(b. 1958 in Tianjin, China)
Li Jin is one of China’s most exciting and unorthodox painters. A member of the so-called New Literati group, the Chinese ink painter focuses his figurative works on objects and scenes from the mundane. Indeed, he transforms the banal chores of everyday life into fragmented illusions of a fantastical world. Contrary to the usual bombardment of commercially ideal bodies, Li Jin exposes and celebrates the imperfections of the human form. Indeed, his uniquely playful style reveals itself through his charming depiction of tummy fat and people appearing embarrassed when using the restroom. Furthermore, he indulges in grand lifestyles filled with food and wine. For example, some of his paintings reveal the carnal desires of intoxicated people as they surround a banquet table and ravish not only heaps of meat but also voluptuous naked women and men.
It was in the 1990s when Li Jin developed his witty sense of visual humour. Although it might seem that he focuses merely on extravagant luxuries, most or all of his works always possessed spiritual undercurrents. Before embarking on his artistic journey, Li Jin travelled to Tibet in pursuit of how to live a truthful life and access humanity’s natural connection to nature. There, he began to ruminate deeply on the Tibetan culture and the transience of human existence. Diverging from the spiritual environment in Tibet, the liberalisation of China shifted the daily reality of people and inspired Li Jin to represent the boisterous experiences at home. Perhaps it is the stark contrast of lifestyles in Tibet and China that fuelled his inclination for exaggeration.
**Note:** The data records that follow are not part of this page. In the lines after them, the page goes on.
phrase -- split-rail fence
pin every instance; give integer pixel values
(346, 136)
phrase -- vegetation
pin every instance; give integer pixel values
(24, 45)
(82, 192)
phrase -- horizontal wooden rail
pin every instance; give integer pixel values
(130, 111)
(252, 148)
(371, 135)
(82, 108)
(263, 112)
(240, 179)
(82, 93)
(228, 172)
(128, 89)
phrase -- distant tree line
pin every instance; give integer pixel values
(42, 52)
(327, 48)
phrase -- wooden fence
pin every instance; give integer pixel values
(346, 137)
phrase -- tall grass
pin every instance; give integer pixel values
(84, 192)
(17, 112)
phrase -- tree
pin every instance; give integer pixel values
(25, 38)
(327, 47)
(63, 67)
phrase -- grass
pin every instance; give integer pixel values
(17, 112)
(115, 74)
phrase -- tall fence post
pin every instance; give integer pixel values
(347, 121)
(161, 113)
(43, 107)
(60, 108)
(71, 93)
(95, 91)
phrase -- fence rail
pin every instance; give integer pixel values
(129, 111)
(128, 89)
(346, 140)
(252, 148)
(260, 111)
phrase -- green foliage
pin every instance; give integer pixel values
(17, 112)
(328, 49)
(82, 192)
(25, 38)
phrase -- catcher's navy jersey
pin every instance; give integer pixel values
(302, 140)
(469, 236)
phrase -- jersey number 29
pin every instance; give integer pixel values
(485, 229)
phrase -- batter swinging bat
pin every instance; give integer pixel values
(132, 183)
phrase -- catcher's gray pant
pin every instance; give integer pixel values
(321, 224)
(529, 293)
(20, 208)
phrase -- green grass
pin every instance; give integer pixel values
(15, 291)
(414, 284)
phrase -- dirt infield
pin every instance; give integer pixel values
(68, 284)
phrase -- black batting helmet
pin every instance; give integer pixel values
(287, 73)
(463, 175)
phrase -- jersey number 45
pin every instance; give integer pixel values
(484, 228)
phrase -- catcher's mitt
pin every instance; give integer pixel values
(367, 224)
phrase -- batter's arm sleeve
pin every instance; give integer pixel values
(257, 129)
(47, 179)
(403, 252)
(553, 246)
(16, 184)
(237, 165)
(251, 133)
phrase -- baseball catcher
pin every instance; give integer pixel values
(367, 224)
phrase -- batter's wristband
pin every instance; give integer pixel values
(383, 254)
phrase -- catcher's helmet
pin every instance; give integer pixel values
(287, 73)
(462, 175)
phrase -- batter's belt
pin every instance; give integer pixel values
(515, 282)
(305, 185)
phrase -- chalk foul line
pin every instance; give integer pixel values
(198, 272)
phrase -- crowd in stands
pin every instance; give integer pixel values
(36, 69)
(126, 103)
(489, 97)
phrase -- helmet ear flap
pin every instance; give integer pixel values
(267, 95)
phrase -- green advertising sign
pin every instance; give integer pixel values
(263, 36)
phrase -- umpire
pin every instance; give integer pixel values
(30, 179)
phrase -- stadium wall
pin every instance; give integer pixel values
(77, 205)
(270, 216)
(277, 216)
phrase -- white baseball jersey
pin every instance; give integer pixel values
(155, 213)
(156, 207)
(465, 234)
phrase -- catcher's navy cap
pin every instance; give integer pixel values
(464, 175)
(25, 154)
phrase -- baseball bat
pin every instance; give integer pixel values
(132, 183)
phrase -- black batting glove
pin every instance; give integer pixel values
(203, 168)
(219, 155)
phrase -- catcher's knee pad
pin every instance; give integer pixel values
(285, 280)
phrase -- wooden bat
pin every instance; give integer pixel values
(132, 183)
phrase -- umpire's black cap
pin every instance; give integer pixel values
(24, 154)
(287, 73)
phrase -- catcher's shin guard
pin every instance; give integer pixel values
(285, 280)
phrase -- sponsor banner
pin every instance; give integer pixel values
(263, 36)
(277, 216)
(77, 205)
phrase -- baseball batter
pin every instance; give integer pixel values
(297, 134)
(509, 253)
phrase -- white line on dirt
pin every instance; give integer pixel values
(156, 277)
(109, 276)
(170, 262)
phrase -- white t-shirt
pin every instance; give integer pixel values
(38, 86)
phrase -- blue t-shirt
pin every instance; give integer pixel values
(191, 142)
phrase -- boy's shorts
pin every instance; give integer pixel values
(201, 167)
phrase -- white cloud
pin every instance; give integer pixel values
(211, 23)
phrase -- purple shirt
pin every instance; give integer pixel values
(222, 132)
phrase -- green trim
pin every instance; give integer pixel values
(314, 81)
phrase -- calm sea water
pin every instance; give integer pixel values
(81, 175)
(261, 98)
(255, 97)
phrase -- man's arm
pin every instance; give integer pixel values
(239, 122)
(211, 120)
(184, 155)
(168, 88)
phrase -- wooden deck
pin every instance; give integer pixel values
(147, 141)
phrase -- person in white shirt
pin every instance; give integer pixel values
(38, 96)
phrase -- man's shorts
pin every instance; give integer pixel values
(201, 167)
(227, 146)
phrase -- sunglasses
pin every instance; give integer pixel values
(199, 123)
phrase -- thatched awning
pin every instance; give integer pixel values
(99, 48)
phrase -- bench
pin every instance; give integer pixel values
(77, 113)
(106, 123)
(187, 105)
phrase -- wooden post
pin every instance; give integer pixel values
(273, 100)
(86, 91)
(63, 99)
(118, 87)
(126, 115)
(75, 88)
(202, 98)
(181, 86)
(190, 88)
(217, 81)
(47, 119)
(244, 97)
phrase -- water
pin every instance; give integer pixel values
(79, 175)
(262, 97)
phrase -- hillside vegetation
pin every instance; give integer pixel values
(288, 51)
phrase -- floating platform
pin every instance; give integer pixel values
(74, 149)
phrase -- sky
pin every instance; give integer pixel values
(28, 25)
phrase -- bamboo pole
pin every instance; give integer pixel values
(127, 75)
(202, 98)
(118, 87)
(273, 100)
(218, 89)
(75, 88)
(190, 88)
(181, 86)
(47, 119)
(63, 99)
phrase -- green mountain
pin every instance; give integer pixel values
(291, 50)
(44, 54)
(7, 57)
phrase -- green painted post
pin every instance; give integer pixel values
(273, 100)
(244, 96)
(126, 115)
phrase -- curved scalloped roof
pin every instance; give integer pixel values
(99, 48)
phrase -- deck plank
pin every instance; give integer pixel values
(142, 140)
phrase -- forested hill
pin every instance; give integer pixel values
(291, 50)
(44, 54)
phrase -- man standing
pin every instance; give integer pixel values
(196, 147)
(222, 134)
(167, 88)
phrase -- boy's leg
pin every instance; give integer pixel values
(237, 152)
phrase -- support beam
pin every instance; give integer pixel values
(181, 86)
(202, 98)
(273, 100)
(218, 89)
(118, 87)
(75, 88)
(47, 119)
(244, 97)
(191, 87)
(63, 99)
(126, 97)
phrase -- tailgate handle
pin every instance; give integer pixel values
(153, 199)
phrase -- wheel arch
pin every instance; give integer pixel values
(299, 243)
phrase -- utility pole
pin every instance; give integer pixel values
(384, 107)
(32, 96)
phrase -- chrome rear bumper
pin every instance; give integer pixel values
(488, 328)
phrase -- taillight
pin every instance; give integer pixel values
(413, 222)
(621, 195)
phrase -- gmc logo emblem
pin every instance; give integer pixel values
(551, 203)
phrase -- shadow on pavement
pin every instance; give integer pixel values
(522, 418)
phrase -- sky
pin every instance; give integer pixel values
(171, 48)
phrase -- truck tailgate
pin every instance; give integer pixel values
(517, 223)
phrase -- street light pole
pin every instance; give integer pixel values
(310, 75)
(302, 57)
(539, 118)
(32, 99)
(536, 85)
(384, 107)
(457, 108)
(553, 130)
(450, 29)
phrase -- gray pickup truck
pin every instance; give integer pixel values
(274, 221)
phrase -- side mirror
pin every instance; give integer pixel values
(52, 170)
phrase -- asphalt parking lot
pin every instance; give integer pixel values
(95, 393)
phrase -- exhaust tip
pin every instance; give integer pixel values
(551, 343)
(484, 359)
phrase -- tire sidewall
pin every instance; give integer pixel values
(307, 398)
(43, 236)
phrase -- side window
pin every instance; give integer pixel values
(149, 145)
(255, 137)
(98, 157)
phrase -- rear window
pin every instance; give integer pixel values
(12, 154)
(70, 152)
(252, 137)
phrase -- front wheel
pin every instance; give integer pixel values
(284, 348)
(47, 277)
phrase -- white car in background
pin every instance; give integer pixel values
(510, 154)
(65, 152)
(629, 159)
Li Jin graduated in 1983 from the Chinese Painting Department of the Tianjin Academy of Fine Arts, where he currently serves as Associate Professor. He was awarded Annual Ink Artist at the 2012 Award of Art China. In 2014, he was selected Artist of the Year by the authoritative publication L’OFFICIEL Art. Li Jin has mounted solo exhibitions in China and Australia, Germany, and the United States, among other countries. His works are in the collections of major institutions such as the National Art Museum of China; Museum of Fine Arts, Boston; Seattle Art Museum; and the Hong Kong Museum of Art.